When Chaplin re-released The Gold Rush in 1942 it was at a time when few silent films were revived. It was thus a somewhat daring venture for him. In order to “modernize” the film for current ’40s tastes, he added narration. I expected to hear his voice only in the opening prologue in a manner not unlike his introduction to The Chaplin Revue. But no, his voice is heard throughout. This periodic, intrusive narration replaces the quaint intertitles, giving voice to the other characters in the story. If Chaplin could’ve played every role in his films, I’m sure he would have tried as it is well-known he acted out everything for his performers. So in this fashion, he is able to play these other roles, if only in voice.

A fine voice it is, but as a purist of the medium, I found his narration as the overall storyteller distracting. In addition, the film is shortened from its original release; these edits do affect the subtlety of the film. I think my audiences would prefer seeing the film as it was originally screened– not as how he later re-edited it. If our patrons have issues reading those few title cards Chaplin had cut out in ’42, well, they probably shouldn’t be coming to a silent film festival in the first place. But for those who have never seen this film, start with disc 2!

The Gold Rush was Chaplin’s lucky strike, becoming the most successful film comedy of the 1920s. It contains some of his most immortal sequences, such as the eating of the shoe and the dance of the bread rolls. It’s a comedy epic of great artistic worth. It’s a film whose magic has transcended time and culture. In the “Chaplin Today” documentary, it begins with the African filmmaker Idrissa Ouedraogo speaking of this film’s impact on his life. We see the African children in his village watching and reacting favorably to the 80+ year old images on their little television. Indeed, the film’s feelings are universal– and laughter spans the continents. Chaplin always saw himself as a “citizen of the world,” and his films have that unique ability to reach out to all nations.

Closer to home, I think his films can awaken the jaded youth of Park Ridge. Chaplin’s films are universal and have the ability to transfix. It’s only a matter of getting audiences to them, of convincing kids to put down their iPads and iPhones, and to disregard their Playstations long enough to be taken in. There is a great potential power within this series to connect with the new generation. Unfortunately, so much of modern comedy is about the immediate laugh with no time for a moment or gag to develop. It’s all about the now. If we can change that mentality, we can can bring audiences back to these films.

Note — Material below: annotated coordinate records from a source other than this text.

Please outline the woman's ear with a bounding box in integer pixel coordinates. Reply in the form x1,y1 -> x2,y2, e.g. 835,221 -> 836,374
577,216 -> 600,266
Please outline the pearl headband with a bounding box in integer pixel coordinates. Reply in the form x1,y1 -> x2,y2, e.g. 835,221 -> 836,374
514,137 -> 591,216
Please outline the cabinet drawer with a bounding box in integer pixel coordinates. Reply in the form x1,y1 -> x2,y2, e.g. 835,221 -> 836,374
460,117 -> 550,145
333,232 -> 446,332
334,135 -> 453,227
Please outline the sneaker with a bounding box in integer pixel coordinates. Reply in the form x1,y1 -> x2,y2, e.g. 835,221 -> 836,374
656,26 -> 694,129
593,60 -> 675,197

All these years later, it can be hard to appreciate a film’s ingenuity and originality it first exhibited. Take for instance the scene of Mack Swain’s hunger-induced hallucination in which he imagines Charlie to be a chicken, (which in fact he becomes thanks to an innovative camera dissolve). How many times have similar onscreen gags been done, most notably in Chuck Jones cartoons for Warner Brothers.


My intent here is not to give a detailed overview of the film or it’s production history– that will come in due time should we play it– but having seen it recently, I wanted to jot down some immediate observations about it. Aside from the film’s famous scenes I alluded to earlier, what stands out in my memory is the film’s theme of loneliness. For anyone who’s been on the outside looking in and felt like they couldn’t fit in, like a sad wallflower disconnected from the life around them, then the little fellow’s first appearance in the Yukon dance hall is especially heartbreaking. Chaplin’s Little Tramp is the outsider with a desire to be seen, noticed and loved, but it is only in his dreams where all that seems possible. The film has other themes to be sure, but this one affected me the most. It’s not a momentary shot where the little fellow is isolated from the crowd, but a well-developed theme throughout the movie that adds great depth to his charaterization. The Gold Rush is one of his finest examples of pathos on-screen. It’s a film that brilliantly balances the sentiment with comedy and tragedy.